Mosiah concurred that the issue of Covid-19 test pricing is an important case study, demonstrating the extent to which the regulatory requirement for medical schemes to cover PMBs at cost significantly impairs their ability to negotiate lower pricing for the sake of affordable access for all.
She said HFA had expressed its concerns relating to the high price for Covid-19 PCR tests since November 2020. "On behalf of HFA's members, [we] attempted on numerous occasions to engage with the National Pathology Group (NPG; the representative association of the pathology laboratories), in an effort to secure a downward revision of the prices under the current block exemptions, which allow medical schemes to address the PCR pricing directly with the pathologists.
"Despite these efforts, regulatory intervention was required to secure a price reduction," she said.
"In terms of Prescribed Minimum Benefit (‘PMB’) regulations, medical schemes are compelled to pay in full for Covid-19 PCR tests when a doctor has referred them, subject to specific criteria being met by the patient, regardless of the outcome of the test. The PMBs were put in place to ensure that all medical scheme members can access health services relating to Covid-19, irrespective of the benefit option they are on."
She said the Commission's outcome this week "is positive".
“This a major victory for South Africans, particularly the vulnerable groups during the time of a devastating and resilient pandemic. This substantial reduction of PCR test prices will surely alleviate the plight of consumers and enhance greater access to Covid-19 PCR testing, which is a critical part of the initiatives to avoid the escalation of the pandemic, Competition Commissioner, Bonakele said.
"We hope that this [outcome] will lead to greater scrutiny of the pricing of services that medical schemes are obligated to fund at cost under the prescribed minimum benefits," Mosiah went on to say.
She cautioned that further discussion and collaboration with all relevant stakeholders continues to be required.

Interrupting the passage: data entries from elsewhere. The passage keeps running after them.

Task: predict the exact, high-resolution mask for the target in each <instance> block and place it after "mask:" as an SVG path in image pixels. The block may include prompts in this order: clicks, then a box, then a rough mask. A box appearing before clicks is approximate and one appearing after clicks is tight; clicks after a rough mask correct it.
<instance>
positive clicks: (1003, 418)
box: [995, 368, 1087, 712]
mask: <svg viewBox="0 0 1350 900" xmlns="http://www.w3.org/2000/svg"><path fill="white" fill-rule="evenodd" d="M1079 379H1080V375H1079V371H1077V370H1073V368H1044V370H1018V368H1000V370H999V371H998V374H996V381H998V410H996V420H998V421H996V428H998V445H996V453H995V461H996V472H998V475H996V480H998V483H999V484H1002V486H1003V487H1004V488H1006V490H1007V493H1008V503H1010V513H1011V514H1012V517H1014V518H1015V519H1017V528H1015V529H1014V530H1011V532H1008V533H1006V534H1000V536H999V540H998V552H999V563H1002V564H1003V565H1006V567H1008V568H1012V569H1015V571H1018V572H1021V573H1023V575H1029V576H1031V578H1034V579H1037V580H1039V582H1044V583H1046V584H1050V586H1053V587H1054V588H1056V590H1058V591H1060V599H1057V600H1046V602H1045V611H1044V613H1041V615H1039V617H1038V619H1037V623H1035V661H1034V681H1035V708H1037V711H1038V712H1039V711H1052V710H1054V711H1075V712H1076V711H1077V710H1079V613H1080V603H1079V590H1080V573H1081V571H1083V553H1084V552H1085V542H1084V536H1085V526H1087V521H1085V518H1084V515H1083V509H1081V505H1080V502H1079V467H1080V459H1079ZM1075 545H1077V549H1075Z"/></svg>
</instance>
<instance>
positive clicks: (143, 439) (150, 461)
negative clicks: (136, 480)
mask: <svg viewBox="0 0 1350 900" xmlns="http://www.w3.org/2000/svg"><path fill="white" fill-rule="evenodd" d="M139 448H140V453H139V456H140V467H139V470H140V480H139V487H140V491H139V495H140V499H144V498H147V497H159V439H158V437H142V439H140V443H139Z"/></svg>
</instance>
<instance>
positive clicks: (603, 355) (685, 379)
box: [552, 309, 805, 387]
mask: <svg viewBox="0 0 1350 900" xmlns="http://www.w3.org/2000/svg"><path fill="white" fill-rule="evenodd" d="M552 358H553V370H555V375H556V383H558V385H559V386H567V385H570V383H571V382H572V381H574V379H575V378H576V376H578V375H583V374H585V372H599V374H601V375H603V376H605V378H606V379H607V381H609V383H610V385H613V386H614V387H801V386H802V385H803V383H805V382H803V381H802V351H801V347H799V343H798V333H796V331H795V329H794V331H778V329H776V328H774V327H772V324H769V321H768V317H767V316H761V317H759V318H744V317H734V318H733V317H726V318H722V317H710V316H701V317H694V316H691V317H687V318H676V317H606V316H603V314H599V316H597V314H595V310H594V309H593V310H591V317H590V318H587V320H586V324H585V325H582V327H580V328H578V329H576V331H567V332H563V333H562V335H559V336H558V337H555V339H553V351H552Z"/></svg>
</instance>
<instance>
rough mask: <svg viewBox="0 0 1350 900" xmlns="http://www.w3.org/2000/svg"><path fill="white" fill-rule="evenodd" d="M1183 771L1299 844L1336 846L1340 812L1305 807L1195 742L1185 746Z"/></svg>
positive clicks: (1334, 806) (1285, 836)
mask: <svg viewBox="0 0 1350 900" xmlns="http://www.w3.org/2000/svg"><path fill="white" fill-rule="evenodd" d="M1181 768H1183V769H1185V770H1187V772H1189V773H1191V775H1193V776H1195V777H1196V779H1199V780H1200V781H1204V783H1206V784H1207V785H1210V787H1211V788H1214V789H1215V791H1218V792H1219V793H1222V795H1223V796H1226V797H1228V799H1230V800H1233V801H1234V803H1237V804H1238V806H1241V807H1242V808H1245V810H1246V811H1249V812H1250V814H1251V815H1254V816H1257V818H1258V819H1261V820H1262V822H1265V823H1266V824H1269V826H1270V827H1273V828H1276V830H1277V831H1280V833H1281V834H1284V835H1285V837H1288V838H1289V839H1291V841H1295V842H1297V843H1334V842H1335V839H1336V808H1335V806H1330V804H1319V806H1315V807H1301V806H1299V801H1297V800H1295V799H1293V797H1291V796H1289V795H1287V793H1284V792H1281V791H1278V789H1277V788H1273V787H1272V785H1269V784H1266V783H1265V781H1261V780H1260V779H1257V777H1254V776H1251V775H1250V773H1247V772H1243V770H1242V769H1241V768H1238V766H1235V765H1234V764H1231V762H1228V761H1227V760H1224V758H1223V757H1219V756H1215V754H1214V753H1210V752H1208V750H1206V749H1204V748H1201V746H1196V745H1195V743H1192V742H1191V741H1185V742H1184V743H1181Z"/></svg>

"This is to ensure that all related services and products are appropriately costed, and affordable in order to increase access by all citizens."
She added that the HFA also believes that it is important that the Health Market Inquiry recommendations are implemented to ensure that there is adequate tariff-determination mechanisms in place in future.
"To this end, the HFA supports the CMS’ continued efforts in this regard, in collaboration with and under the oversight of the Competition Commission."
As of 15 December, The National Institute for Communicable Diseases (NICD) reports 23,884 new Covid-19 cases that have been identified in South Africa, which brings the total number of laboratory-confirmed cases to 3,204,642. This increase represents a 34.9% positivity rate.
As per the National Department of Health, a further 24 Covid-19 related deaths have been reported, bringing total fatalities to 90,172 to date.